The Winery Zapapico of Mendoza

The Winery Zapapico is one of the best wineries to follow in Mendoza.. It offers 4 wines for sale in of Mendoza to come and discover on site or to buy online.
Looking for the best Winery Zapapico wines in Mendoza among all the wines in the region? Check out our tops of the best red, white or effervescent Winery Zapapico wines. Also find some food and wine pairings that may be suitable with the wines from this area. Learn more about the region and the Winery Zapapico wines with technical and enological descriptions.
How Winery Zapapico wines pair with each other generally quite well with dishes of beef, lamb or poultry such as recipes of beef tongue in hot pickle sauce, lamb tagine with onions, purple olives and lemons... or cantonese rice.
On the nose the red wine of Winery Zapapico. often reveals types of flavors of non oak, earth or microbio and sometimes also flavors of oak, spices or red fruit. In the mouth the red wine of Winery Zapapico. is a powerful.
Mendoza is by far the largest wine region in Argentina. Located on a high-altitude plateau at the edge of the Andes Mountains, the province is responsible for roughly 70 percent of the country's annual wine production. The French Grape variety Malbec has its New World home in the vineyards of Mendoza, producing red wines of great concentration and intensity.
The province Lies on the western edge of Argentina, across the Andes Mountains from Chile.
While the province is large (it covers a similar area to the state of New York), its viticultural land is clustered mainly in the northern Part, just South of Mendoza City. Here, the regions of Lujan de Cuyo, Maipu and the Uco Valley are home to some of the biggest names in Argentinian wine.
Mendoza's winemaking history is nearly as Old as the colonial history of Argentina itself. The first vines were planted by priests of the Catholic Church's Jesuit order in the mid-16th Century, borrowing agricultural techniques from the Incas and Huarpes, who had occupied the land before them.
Malbec was introduced around this time by a French agronomist, Miguel Aimé Pouget.
In the 1800s, Spanish and Italian immigrants flooded into Mendoza to escape the ravages of the Phylloxera louse that was devastating vineyards in Europe at the time. A boom in wine production came in 1885, when a railway line was completed between Mendoza and the country's capital city, Buenos Aires, providing a cheaper, easier way of sending wines out of the region. For most of the 20th Century, the Argentinean wine industry focused almost entirely on the domestic market, and it is only in the past 25 years that a push toward quality has led to the wines of Mendoza gracing restaurant lists the world over.

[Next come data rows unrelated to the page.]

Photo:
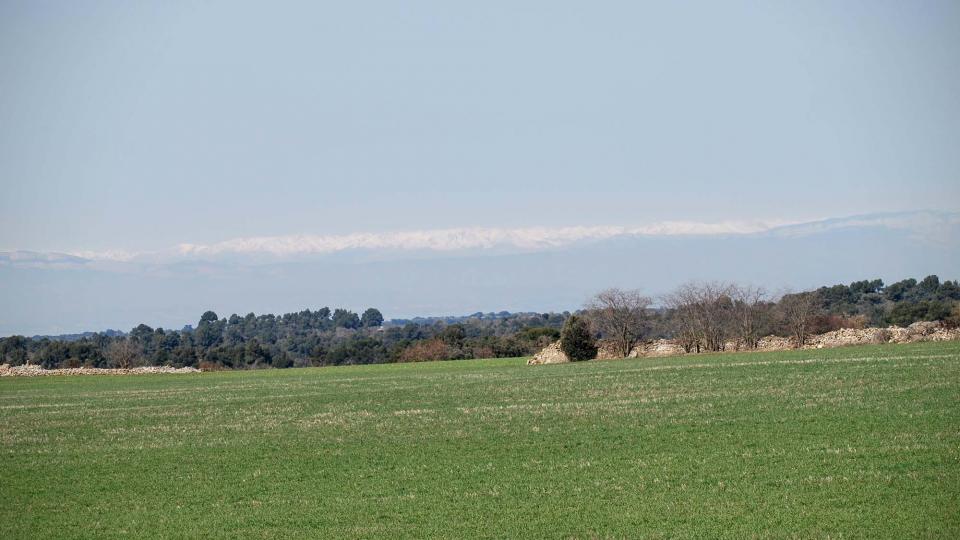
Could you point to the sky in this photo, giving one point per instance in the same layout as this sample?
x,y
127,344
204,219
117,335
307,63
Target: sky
x,y
132,128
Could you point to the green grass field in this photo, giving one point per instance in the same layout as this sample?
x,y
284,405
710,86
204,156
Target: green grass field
x,y
853,442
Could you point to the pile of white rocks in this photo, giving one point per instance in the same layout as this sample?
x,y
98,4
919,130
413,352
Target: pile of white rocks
x,y
551,354
6,370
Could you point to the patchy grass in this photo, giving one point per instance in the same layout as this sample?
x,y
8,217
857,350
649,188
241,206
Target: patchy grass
x,y
861,442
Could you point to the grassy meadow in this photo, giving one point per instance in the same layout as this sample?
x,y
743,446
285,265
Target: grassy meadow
x,y
852,442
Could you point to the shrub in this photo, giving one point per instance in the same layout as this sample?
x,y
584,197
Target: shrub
x,y
577,341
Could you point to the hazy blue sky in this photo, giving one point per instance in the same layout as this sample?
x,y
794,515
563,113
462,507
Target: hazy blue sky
x,y
125,125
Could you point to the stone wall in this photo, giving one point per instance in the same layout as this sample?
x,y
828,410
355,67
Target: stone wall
x,y
36,371
920,331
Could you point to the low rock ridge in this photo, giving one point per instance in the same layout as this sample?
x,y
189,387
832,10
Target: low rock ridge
x,y
6,370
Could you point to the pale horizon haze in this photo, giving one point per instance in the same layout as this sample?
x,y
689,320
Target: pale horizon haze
x,y
160,159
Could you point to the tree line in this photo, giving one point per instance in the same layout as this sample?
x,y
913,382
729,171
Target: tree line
x,y
704,316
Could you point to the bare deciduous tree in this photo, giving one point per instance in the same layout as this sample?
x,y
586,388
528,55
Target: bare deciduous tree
x,y
704,314
751,314
798,311
122,353
621,317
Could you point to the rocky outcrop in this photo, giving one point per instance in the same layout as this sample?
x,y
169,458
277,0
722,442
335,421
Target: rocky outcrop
x,y
36,371
920,331
551,354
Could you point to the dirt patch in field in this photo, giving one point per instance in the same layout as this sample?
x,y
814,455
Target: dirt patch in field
x,y
7,370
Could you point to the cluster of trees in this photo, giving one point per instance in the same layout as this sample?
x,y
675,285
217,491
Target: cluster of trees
x,y
701,316
306,338
713,316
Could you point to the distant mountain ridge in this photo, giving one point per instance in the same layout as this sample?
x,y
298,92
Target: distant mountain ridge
x,y
66,296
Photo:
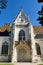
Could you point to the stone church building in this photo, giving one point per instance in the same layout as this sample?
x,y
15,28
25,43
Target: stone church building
x,y
20,41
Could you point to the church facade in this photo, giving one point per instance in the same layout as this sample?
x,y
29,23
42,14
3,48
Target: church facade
x,y
21,42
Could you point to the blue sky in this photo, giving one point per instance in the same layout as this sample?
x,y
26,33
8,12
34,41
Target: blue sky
x,y
30,7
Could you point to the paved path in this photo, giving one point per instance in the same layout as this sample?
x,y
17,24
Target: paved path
x,y
27,63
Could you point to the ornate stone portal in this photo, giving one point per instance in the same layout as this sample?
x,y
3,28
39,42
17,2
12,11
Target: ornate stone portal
x,y
23,53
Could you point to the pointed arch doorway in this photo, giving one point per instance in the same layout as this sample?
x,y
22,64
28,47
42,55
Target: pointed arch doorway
x,y
23,53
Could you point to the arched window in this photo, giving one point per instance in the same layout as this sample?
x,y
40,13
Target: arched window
x,y
21,35
4,48
38,49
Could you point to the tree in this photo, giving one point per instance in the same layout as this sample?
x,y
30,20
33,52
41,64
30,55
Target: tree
x,y
3,4
40,1
40,18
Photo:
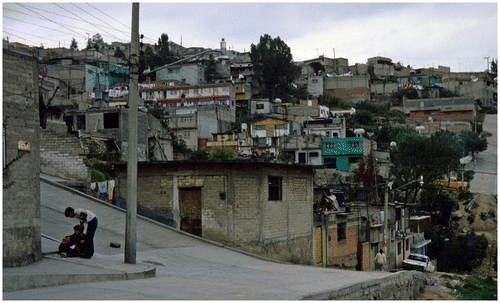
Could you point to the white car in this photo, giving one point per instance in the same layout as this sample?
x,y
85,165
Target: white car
x,y
417,262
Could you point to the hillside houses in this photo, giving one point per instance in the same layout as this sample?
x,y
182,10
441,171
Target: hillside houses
x,y
256,200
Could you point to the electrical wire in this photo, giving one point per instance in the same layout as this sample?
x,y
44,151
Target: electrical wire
x,y
85,20
110,26
48,19
128,27
6,31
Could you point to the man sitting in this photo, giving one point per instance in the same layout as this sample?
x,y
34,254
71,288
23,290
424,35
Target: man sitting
x,y
73,246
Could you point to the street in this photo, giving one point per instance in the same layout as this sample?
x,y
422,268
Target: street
x,y
485,167
186,268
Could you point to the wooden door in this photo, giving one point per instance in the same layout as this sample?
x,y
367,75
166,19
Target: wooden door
x,y
319,245
190,210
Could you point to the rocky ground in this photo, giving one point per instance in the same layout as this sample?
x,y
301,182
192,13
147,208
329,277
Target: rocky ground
x,y
440,292
484,211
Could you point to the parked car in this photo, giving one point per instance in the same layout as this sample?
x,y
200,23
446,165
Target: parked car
x,y
417,262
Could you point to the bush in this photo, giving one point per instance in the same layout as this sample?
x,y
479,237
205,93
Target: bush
x,y
478,288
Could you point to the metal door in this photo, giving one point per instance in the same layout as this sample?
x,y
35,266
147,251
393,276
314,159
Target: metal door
x,y
190,210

How Winery Zapapico wines pair with each other generally quite well with dishes of spicy food, vegetarian or aperitif such as recipes of pho soup, vegan leek and tofu quiche or brioche shuttles.
On the nose the white wine of Winery Zapapico. often reveals types of flavors of citrus fruit.

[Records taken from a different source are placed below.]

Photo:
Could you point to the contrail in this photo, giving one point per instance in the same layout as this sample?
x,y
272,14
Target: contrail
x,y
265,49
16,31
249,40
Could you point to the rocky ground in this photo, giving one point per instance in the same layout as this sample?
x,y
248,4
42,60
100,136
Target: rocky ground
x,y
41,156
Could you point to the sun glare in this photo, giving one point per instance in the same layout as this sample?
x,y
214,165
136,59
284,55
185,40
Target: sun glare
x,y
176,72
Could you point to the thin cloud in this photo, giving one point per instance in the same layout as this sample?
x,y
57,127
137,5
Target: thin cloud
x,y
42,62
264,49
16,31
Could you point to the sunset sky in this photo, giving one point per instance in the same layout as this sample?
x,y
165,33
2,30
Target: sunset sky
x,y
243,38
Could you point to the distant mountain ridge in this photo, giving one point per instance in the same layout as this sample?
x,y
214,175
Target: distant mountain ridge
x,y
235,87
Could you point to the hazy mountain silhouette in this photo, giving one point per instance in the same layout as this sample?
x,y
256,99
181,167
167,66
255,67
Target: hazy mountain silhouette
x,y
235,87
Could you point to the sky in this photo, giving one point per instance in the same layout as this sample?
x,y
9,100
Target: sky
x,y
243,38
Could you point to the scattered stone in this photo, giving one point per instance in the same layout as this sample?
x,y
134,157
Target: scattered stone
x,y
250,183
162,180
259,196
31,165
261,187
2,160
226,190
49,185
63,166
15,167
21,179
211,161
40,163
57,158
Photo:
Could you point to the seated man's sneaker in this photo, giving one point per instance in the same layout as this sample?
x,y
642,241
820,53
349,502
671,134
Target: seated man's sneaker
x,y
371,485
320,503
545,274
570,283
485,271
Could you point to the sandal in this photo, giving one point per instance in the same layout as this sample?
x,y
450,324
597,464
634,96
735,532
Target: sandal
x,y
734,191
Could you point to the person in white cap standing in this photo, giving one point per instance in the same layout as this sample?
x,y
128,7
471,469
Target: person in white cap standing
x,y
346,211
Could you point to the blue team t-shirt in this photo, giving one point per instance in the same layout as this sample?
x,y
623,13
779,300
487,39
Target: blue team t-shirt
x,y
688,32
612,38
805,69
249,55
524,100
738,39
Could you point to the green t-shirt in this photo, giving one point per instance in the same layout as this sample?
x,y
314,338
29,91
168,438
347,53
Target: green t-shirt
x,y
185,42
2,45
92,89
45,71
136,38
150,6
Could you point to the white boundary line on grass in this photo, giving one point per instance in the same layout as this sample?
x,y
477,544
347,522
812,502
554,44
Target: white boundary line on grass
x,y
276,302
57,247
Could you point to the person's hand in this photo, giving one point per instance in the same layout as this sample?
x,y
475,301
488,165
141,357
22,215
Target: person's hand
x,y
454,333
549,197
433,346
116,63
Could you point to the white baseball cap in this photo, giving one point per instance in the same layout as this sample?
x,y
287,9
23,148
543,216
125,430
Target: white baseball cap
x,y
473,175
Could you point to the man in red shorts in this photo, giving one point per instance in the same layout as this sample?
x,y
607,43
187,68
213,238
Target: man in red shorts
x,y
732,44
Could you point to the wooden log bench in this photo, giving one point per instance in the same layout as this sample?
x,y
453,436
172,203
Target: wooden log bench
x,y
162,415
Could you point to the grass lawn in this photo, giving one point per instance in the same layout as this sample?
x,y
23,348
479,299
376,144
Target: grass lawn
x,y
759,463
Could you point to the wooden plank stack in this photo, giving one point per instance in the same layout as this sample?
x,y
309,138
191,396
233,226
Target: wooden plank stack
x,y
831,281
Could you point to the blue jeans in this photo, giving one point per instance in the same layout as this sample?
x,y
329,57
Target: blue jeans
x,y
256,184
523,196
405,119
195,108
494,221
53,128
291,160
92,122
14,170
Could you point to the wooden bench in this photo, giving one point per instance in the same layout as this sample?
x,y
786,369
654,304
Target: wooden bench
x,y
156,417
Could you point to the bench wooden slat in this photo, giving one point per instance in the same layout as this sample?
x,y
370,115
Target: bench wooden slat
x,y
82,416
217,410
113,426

Direct producer hybrid obtained by Albert Seibel (1844/1936), interbreeding between 4614 Seibel and 3011 Seibel. The 6468 Seibel was not multiplied very much, today it is not present in the vineyard anymore. It should be noted that it has been used in many other crosses to obtain, among others, the Villard blanc, the date tree of Saint Vallier, etc.
Planning a wine route in the of Mendoza? Here are the wineries to visit and the winemakers to meet during your trip in search of wines similar to Winery Zapapico.
Malbec, a high-yielding red grape variety, produces tannic and colourful wines. It is produced in different wine-growing regions and changes its name according to the grape variety. Called Auxerrois in Cahors, Malbec in Bordeaux, it is also known as Côt. 6,000 hectares of the Malbec grape are grown in France (in decline since the 1950s). Malbec is also very successful in Argentina. The country has become the world's leading producer of Malbec and offers wines with great potential.